The researchers began by studying the factors influencing the formation of hierarchical structures.
“We noticed how collagen is secreted in confined spaces, and how its assembly into tissues can be influenced by its environment,” said study lead author Woo-Jae Chung, a post-doctoral researcher in Lee’s lab. “Unfortunately, collagen is a difficult material to study because it is hard to tune its physical and chemical structures. We needed a convenient model system to solve this problem.”
Assembly with a twist
That system was a soup of saline solution containing varying concentrations of a common bacteria-attacking virus, the M13 bacteriophage. The researchers chose the M13 virus – harmless to humans and a model organism in research labs – because its long, “chopstick-like” shape with a helical groove on its surface closely resembles collagen fibers.
The technique the scientists developed entails dipping a flat sheet of glass into the viral bath, then slowly pulling it out at precise speeds. The sheet emerges with a fresh film of viruses attached to it. At a pulling rate ranging from 10-100 micrometers per minute, it could take 1-10 hours for an entire sheet to be processed.
By adjusting the concentration of viruses in the solution and the speed with which the glass is pulled, the researchers could control the liquid’s viscosity, surface tension, and rate of evaporation during the film growth process. Those factors determined the type of pattern formed by the viruses. The researchers created three distinct film patterns using this technique.
With a relatively low viral concentration of up to 1.5 milligrams per milliliter, regularly spaced bands containing filaments oriented at 90 degree angles to each other were formed.
With a slower pulling rate came increased physical constraints to the movement and orientation of the viruses. The viruses spontaneously bunched together, and as they stuck to the sheet, they started to twist into helical ribbons, much like curled ribbon used for gift wrap.
The most complex pattern – described as “ramen-noodle-like” by the researchers – was formed using viral concentrations ranging from 4-6 milligrams per milliliter. By using the Advanced Light Source at LBNL, the researchers discovered that this highly ordered structure could bend light like a prism in ways never before observed in nature or other engineered materials.
Tune the system, then let the viruses do the work
“We can determine the type of structure we get through this technique by fine-tuning the factors that influence the kinetics and thermodynamics of the assembly process,” said Chung. “We can control the levels of order, direction of the twist, as well as the width, height and spacing of the film patterns.”

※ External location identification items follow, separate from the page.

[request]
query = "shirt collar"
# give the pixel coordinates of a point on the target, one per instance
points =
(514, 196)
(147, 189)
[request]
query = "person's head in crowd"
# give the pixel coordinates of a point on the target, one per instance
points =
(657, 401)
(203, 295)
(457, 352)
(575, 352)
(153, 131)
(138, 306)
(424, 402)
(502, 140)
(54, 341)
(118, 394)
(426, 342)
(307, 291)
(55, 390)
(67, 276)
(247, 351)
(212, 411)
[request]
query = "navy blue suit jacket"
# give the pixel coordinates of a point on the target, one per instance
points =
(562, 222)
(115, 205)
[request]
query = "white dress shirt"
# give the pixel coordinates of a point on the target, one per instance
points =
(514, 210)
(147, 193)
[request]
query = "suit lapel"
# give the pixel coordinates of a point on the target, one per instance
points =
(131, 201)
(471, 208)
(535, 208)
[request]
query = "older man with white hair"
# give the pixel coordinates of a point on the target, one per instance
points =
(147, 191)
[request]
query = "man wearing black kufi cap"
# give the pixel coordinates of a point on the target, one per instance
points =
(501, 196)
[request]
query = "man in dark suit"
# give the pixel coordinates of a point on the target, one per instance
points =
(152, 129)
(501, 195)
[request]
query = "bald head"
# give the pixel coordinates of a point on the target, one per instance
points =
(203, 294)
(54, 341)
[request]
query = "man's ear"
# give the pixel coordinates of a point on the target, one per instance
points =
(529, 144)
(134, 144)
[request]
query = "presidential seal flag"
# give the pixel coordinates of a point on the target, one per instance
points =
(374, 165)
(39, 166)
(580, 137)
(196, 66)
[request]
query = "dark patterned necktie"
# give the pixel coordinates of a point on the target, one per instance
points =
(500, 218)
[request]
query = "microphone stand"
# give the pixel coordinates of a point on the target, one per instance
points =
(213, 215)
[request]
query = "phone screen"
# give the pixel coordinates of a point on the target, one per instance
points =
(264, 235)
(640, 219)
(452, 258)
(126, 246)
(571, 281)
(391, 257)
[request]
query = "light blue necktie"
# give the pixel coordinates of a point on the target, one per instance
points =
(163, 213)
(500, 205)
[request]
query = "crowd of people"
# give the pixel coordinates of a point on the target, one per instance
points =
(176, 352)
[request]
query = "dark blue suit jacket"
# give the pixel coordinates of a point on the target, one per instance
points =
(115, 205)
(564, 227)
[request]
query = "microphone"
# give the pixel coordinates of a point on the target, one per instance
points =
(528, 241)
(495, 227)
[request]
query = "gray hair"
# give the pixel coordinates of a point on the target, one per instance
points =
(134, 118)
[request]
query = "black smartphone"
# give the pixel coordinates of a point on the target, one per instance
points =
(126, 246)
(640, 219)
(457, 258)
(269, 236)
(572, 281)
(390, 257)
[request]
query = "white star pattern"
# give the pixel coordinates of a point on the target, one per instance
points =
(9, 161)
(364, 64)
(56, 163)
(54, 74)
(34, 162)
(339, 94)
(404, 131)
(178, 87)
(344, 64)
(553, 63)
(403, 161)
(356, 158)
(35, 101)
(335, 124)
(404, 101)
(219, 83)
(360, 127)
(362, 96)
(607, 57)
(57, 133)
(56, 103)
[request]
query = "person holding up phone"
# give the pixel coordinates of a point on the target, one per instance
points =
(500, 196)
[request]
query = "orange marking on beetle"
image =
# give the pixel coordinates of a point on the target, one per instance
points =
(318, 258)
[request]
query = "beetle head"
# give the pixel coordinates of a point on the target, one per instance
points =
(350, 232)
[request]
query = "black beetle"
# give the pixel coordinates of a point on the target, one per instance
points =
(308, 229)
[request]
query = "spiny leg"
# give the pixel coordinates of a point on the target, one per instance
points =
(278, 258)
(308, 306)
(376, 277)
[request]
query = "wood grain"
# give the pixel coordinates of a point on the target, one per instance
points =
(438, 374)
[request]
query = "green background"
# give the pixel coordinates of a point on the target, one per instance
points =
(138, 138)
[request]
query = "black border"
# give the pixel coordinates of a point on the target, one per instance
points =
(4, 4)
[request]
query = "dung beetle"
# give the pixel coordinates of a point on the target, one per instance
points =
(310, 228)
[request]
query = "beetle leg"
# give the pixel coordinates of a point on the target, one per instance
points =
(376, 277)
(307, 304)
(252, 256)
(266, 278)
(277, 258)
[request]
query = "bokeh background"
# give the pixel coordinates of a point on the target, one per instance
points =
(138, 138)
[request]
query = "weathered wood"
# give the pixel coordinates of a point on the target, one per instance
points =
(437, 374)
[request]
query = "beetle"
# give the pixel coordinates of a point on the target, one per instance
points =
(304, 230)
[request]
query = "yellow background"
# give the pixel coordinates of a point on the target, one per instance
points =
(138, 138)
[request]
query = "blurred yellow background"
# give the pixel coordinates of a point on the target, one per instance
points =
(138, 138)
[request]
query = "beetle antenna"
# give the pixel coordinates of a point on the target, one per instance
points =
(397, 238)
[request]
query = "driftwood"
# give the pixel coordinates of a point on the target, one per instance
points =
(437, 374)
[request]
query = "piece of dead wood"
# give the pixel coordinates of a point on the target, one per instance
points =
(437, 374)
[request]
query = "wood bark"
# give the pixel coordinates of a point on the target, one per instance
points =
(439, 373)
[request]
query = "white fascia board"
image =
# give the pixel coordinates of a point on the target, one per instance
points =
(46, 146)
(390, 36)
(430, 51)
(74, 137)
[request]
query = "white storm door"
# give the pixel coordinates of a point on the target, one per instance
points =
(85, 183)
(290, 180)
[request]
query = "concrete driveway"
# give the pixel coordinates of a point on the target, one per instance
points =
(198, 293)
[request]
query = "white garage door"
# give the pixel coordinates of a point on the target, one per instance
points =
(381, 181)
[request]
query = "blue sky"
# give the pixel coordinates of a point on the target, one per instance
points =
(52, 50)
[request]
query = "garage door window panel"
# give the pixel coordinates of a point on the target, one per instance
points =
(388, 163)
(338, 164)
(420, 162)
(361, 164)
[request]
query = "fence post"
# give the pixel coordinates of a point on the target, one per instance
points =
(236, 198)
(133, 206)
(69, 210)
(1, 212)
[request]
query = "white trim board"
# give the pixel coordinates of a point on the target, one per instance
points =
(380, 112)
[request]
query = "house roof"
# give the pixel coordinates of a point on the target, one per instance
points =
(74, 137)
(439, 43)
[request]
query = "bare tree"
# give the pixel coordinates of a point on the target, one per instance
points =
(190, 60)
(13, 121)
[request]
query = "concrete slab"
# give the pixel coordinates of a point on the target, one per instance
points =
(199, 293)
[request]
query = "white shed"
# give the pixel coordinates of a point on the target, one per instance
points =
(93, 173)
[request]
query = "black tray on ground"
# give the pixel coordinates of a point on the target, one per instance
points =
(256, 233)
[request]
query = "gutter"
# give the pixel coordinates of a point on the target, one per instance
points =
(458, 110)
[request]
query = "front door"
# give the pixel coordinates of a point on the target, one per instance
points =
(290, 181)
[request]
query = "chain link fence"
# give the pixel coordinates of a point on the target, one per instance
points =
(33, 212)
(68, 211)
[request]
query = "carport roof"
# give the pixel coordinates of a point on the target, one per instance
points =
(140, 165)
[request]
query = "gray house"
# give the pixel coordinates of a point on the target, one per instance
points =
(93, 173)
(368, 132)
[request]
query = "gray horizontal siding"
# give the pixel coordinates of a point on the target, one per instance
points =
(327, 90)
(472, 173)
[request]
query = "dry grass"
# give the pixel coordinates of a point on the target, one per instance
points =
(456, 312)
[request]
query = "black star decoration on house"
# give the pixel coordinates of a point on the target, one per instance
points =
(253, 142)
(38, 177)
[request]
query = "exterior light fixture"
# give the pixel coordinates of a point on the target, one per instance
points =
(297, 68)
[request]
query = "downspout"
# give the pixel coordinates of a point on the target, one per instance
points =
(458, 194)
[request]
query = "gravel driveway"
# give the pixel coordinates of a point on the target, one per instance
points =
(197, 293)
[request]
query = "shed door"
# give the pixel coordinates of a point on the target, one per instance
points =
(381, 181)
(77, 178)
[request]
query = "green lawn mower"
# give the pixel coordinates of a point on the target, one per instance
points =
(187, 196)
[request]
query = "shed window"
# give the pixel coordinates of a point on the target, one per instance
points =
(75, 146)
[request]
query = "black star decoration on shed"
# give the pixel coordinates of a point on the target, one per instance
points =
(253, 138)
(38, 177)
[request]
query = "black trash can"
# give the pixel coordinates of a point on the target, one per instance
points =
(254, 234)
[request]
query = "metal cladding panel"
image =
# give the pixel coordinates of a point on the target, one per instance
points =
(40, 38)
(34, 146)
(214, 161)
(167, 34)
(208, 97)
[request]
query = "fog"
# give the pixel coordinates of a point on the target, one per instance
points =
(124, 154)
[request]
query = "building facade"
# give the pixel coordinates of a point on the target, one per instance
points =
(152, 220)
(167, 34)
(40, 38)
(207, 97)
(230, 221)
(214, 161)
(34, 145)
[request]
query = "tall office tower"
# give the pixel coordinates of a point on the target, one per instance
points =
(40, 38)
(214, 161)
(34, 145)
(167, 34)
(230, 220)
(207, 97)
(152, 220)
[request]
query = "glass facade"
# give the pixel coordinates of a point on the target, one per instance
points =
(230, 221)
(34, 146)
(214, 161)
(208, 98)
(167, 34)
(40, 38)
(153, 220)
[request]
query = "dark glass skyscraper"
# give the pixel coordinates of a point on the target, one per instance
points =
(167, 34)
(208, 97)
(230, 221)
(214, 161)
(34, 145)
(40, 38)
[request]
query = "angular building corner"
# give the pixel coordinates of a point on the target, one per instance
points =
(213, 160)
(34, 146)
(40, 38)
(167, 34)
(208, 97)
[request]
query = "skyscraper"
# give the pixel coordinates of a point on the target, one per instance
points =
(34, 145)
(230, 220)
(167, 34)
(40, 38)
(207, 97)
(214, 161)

The researchers further showed that the virus assembly process could be used in biomedical applications. They genetically engineered the virus to express specific peptides, which influence the growth of soft and hard tissue. They used the resulting viral films as tissue-guiding templates for the biomineralization of calcium phosphate, forming a tooth-enamel like composite that in the future could be applied as a regenerative tissue material.
The simplicity of the technique bodes well for adapting it for use in manufacturing, the researchers said. Once the parameters are set, it is possible to step aside and let the self-assembly process take place.

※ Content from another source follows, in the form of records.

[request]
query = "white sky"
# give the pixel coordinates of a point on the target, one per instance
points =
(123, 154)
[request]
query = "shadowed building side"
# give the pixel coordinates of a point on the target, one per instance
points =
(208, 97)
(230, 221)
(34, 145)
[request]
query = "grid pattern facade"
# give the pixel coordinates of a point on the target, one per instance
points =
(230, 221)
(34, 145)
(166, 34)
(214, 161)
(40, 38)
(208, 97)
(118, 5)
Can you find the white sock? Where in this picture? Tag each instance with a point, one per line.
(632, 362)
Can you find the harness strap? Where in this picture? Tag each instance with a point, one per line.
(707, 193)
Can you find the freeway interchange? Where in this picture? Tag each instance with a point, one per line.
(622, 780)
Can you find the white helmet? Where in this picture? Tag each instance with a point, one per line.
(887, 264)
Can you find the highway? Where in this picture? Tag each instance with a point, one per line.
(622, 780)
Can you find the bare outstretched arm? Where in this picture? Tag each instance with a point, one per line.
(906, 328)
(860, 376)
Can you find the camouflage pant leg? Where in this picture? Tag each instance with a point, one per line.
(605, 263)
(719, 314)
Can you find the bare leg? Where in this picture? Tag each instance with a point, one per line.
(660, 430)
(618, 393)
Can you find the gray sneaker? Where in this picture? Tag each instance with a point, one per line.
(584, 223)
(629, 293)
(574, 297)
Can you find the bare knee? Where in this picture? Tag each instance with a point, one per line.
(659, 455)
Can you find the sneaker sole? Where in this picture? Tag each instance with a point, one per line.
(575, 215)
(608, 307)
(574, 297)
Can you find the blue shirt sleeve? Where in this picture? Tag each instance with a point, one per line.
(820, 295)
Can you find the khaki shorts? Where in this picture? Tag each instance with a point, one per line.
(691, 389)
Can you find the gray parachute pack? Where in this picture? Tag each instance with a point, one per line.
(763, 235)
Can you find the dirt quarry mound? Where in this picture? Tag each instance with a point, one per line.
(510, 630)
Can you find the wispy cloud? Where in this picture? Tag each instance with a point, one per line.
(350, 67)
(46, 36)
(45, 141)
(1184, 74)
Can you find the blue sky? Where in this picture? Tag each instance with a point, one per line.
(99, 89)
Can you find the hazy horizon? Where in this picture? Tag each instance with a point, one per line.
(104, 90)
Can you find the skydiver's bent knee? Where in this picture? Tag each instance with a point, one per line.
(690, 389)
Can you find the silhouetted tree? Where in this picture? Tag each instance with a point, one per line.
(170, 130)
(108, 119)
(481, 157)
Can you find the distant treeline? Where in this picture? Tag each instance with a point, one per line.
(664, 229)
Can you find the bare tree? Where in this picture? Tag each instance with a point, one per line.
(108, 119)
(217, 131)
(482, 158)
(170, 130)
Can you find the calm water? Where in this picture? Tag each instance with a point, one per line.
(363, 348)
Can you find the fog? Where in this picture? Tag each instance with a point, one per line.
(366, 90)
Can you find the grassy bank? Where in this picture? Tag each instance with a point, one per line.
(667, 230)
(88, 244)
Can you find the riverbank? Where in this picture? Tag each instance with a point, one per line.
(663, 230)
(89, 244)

“We let this run overnight, and by the next morning there were trillions of viral filaments arranged in patterns on our substrate,” said Lee. “One of the most important aspects of our work is that we have started to understand nature’s approach to creating such complex structures, and we have developed an easy way to mimic and even extend it.”
Funding from the National Science Foundation, the National Institute of Dental and Craniofacial Research and the Defense Advanced Research Projects Agency helped support this work.